Here are a few ideas we’ve previously explored that could let you celebrate a virtual Thanksgiving in high-tech style:
- Mount video call-enabled iPads like picture frames on your walls and let remote guests mingle at a party.
- Use high-speed internet connections to stage long-distance singalongs around the family piano.
- Gather over a group video chat and take a roast turkey cooking lesson together.
- Use a virtual whiteboard app to play games with distant friends, family, or colleagues.
- Project interactive children’s entertainment right into the living room with holographic video calling.
Thanksgiving, though, is usually a little more intimate, more sedate than most of those energetic video-calling applications. What it really needs is a way to create a shared space where people can relax together.

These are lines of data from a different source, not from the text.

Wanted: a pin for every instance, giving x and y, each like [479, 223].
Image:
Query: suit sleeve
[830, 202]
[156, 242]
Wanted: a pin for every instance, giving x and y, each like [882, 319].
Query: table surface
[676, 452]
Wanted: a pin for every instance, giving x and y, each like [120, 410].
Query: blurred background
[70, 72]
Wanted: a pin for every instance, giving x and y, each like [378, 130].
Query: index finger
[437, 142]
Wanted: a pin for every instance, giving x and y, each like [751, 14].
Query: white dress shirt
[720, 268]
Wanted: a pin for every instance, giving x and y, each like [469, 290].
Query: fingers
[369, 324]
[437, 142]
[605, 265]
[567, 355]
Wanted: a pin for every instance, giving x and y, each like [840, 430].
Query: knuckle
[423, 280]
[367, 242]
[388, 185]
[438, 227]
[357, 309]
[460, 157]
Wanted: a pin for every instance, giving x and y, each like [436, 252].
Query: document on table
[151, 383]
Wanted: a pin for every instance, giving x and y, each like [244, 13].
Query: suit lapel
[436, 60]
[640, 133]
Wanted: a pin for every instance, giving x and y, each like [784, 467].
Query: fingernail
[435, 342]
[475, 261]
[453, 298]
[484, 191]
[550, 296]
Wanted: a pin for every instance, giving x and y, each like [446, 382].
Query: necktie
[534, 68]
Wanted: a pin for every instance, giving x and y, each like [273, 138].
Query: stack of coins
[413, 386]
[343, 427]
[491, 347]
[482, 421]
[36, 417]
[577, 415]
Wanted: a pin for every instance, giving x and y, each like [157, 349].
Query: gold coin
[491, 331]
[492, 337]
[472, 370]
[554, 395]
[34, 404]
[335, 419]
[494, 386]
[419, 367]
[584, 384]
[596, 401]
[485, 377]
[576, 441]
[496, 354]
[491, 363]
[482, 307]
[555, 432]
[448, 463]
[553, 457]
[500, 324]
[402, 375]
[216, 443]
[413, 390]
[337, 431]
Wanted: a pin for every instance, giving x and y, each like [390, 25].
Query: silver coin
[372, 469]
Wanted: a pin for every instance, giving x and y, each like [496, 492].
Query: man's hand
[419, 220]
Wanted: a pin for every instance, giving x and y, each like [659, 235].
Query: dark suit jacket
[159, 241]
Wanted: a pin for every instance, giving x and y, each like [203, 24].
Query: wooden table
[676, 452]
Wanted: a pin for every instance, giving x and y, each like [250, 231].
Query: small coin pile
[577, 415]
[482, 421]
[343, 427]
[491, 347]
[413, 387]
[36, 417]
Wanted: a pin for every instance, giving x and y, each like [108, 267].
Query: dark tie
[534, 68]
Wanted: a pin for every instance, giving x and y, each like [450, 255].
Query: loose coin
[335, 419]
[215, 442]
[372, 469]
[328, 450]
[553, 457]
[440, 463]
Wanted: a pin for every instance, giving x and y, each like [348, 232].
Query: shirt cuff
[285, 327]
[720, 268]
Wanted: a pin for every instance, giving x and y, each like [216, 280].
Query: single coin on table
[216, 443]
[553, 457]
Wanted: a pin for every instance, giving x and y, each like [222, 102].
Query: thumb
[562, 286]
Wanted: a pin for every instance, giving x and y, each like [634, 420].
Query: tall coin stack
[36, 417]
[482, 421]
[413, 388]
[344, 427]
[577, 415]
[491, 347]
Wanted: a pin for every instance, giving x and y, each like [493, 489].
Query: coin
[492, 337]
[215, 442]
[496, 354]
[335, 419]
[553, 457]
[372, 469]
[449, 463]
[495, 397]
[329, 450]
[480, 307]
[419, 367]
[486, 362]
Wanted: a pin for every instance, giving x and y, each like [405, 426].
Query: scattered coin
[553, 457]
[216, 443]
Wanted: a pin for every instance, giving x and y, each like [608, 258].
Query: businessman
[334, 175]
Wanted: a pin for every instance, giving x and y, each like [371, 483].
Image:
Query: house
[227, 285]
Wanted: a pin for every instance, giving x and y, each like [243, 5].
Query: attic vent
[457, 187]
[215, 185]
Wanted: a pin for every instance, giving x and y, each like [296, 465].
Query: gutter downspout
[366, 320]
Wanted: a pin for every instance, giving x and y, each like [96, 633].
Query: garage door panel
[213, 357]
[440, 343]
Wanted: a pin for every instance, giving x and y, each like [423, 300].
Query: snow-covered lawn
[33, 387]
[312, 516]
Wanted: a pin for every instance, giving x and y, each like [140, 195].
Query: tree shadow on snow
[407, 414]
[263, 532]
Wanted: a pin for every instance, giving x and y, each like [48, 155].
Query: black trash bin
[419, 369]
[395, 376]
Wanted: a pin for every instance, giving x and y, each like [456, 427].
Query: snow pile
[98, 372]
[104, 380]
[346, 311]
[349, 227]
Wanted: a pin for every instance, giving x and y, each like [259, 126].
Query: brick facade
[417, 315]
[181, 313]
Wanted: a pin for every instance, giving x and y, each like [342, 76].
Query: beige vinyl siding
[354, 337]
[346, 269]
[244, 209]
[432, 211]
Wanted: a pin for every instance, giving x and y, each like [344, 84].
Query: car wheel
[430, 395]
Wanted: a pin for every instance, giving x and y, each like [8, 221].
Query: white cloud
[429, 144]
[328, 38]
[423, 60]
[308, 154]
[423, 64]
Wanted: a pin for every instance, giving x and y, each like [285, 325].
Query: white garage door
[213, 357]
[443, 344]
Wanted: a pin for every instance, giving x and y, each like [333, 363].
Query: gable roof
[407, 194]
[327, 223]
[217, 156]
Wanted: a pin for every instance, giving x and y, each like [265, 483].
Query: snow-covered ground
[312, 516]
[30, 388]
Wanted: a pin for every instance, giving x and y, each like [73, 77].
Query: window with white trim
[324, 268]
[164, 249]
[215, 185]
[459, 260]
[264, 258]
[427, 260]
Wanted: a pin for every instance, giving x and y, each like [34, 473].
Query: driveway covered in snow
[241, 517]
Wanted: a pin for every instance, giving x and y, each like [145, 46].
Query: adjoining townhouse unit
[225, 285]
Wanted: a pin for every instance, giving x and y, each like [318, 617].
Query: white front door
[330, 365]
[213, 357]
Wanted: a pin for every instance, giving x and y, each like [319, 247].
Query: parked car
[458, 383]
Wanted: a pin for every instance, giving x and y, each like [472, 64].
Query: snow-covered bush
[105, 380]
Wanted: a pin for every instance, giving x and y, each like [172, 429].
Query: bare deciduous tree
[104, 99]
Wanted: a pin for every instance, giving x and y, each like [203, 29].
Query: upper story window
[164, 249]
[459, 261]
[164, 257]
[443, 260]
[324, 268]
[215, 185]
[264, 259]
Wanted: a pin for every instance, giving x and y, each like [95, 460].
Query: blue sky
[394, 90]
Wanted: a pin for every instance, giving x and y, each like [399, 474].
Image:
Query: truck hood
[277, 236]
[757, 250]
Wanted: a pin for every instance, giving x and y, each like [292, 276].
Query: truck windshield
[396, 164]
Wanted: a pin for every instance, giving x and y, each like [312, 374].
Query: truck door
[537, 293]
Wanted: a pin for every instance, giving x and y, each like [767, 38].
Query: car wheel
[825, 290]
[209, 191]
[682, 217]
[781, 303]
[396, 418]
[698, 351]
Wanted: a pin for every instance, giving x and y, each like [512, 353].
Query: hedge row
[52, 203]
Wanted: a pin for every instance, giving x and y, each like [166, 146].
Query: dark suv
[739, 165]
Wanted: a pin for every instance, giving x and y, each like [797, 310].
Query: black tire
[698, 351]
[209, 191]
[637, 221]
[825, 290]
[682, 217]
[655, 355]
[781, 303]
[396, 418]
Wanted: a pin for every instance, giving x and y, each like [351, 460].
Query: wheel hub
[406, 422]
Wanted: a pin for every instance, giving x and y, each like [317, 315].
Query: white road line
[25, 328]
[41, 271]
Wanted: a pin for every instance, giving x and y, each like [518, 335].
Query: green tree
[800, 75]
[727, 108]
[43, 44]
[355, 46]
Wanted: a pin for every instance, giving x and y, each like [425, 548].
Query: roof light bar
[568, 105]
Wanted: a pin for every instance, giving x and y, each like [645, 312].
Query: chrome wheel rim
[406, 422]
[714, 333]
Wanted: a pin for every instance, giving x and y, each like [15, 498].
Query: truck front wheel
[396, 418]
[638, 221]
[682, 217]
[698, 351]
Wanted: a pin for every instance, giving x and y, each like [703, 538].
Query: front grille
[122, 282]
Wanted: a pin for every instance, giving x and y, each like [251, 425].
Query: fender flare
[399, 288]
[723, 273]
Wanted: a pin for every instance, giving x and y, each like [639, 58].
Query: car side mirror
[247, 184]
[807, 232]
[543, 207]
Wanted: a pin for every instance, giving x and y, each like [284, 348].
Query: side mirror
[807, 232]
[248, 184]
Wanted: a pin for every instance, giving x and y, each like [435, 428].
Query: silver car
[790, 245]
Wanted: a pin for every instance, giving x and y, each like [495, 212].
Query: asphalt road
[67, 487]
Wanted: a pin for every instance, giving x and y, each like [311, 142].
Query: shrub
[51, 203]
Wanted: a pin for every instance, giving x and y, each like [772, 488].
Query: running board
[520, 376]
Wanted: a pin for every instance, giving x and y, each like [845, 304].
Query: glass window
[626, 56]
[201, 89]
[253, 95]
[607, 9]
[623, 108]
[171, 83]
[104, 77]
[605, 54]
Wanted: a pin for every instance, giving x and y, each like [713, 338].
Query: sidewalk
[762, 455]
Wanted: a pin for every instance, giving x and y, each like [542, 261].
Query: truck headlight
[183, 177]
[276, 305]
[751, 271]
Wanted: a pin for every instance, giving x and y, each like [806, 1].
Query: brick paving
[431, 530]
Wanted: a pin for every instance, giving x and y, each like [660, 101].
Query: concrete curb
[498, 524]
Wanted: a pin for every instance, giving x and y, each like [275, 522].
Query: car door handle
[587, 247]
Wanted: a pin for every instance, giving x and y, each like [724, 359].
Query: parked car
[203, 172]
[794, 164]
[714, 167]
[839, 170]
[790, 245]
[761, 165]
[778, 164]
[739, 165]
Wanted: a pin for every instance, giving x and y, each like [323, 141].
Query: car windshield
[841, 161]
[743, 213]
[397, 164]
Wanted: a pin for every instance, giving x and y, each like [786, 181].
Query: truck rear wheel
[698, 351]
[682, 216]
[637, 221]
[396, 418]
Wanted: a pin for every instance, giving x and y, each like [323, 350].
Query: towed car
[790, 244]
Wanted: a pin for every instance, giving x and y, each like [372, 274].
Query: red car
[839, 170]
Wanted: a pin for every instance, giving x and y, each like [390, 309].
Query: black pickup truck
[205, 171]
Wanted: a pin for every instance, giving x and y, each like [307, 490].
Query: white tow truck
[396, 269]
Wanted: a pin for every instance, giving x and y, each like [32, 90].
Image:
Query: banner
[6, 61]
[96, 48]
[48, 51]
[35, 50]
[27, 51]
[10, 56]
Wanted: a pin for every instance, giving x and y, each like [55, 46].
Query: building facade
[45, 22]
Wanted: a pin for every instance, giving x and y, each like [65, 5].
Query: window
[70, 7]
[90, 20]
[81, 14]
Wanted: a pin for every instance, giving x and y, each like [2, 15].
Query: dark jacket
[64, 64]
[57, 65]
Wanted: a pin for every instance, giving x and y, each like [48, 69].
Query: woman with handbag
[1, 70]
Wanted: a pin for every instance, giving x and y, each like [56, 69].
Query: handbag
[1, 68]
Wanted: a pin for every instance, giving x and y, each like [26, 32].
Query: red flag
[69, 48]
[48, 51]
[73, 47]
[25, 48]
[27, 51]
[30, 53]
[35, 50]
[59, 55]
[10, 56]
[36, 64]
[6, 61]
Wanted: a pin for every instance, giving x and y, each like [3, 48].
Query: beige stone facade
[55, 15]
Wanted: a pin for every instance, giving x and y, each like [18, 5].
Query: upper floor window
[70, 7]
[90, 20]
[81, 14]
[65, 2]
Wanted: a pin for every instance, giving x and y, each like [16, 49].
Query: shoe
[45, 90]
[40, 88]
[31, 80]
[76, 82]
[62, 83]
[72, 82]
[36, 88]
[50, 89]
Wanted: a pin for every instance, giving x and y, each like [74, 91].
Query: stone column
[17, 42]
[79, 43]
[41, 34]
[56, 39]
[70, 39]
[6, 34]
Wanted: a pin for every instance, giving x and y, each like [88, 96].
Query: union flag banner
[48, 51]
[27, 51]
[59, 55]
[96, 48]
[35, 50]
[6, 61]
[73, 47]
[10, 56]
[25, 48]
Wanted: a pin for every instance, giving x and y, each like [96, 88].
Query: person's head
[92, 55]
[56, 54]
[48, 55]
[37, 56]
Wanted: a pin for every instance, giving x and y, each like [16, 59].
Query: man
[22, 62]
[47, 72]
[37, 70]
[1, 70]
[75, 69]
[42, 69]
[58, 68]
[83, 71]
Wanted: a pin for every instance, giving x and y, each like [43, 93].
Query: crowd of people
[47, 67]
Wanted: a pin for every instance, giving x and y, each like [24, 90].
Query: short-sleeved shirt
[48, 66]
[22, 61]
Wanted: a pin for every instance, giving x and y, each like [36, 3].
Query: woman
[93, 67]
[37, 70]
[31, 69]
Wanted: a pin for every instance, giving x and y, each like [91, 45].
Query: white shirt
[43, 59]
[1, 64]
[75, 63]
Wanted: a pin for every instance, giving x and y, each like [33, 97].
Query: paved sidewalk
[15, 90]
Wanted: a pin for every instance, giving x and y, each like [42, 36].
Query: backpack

A Shared Thanksgiving Space
If you come from a family of huggers, there’s a type of video calling that will grant you a physical presence at Thanksgiving even if you’re hundreds of miles away. Its called telepresence, and, essentially, it’s like strapping your webcam to a robot and having it wander around a party in your stead. The best units will cost you around $4,000, and they look a bit like an iPad attached to a scooter, but with a simple remote control, the unit can freely move around a party. If you ever had an uncle walk around a family get-together with a camcorder permanently attached to his face, interviewing anyone he could corner, well, that’d be you…you could even drape a dorky sweater over it.
Alternatively, you could create the reverse situation and meet your friends and family in a wholly digital place, where people scattered around the country inhabit a computer-generated living room. Apps like AltSpace VR and newcomer Rumii specialize in creating fully customizable virtual reality platforms where groups of people can mingle in real-time using video calling. You could potentially recreate the family home online, or all gather around a virtual dinner table, each guest with a plate of the same real-world dish in front of them, and talk and toast through the night.
If you took up our earlier suggestion of shared online turkey roasting, and stuffed yourself around a virtual dinner table, you’ll probably be looking for a digital couch somewhere to chat quietly while pretending to watch football or holiday movies.
Video conferencing can provide that too.
A Virtual Thanksgiving Dinner After-Party
There are several video conferencing apps that have begun embracing the digital nature of video calling. These innovators turn the internet from the foundation of a video call into the reason for calling. Free apps like Airtime, Rabbit, and ooVoo allow groups of people to simultaneously watch streaming media, like Youtube or Netflix, and see and hear each other the entire time. When it works, it’s like watching TV together on the same couch.
It would be a great way to enjoy the interactive version of A Charlie Brown Thanksgiving, or the Macy’s Thanksgiving Day Parade, or your own family’s favorite holiday movie. The NFL has been experimenting with social media broadcasts of its games recently, so maybe you’ll be able to enjoy traditional Thanksgiving football over a video call in the near future, as well.
All these evolving forms of video conferencing mean you can recreate your remote Thanksgiving in any tradition or form that fits your family, even if your family, like mine, is a little nutty and spread across the country from Albuquerque to Queens. You might not be there to carve the turkey in person, but you don’t have to feel you’re a world away from your loved ones.